UK chems sector stabilises in Q2, risks of second wave, Brexit pose threat

Morgan Condon


LONDON (ICIS)–UK-based chemicals producers marked stable to improved export sales in the second quarter but risks for the industry remain on the horizon, according to the Chemical Industries Association (CIA) on Wednesday.

Half of businesses stated that exports to the EU and the rest of the world remained at current levels or improved in the second quarter following severe declines earlier in the year, in response to a survey conducted by the CIA.
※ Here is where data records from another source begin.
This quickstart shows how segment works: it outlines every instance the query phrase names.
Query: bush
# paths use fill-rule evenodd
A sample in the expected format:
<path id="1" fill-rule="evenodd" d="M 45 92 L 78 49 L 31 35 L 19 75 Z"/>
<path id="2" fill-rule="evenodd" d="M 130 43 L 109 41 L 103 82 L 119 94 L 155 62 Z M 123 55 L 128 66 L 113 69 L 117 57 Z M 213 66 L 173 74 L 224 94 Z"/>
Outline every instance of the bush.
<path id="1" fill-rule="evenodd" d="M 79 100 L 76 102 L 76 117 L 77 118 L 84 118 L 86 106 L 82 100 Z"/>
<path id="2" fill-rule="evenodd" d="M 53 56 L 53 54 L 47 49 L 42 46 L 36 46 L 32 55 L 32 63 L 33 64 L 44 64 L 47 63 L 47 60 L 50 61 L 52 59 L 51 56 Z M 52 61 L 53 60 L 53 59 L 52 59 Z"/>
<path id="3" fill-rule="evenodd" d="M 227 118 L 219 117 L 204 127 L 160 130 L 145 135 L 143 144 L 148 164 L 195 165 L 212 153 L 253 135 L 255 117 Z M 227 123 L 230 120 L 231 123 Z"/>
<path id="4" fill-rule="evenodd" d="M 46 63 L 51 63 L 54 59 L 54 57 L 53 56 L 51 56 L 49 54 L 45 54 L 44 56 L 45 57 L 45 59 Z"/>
The same number of respondents also noted capital expenditure and business utilisation had also tracked stable-to-improvement in the same period, while 80% marked similar trends in growth in employee numbers and Research & Development (R&D) spending.

A pickup in activity was recorded throughout Europe in latter part of the second quarter, as lockdown measures began to ease and economies started to recover.

This is supported by a strength in the retail trade in June from May levels, with a 5.7% increase marked in the eurozone, reflected by a 5.2% rise in the wider EU, accounting for seasonal adjustment.

Growth continued from May, when retail trade marked a 20.3% jump in the eurozone, while climbing 18.3% in the EU, meaning that retail trade volumes for both blocs returned to levels reach before containment measures were implemented in 2020.

Compared with the previous year, the calendar adjusted retail sales index increased by 1.3% for both the eurozone and EU.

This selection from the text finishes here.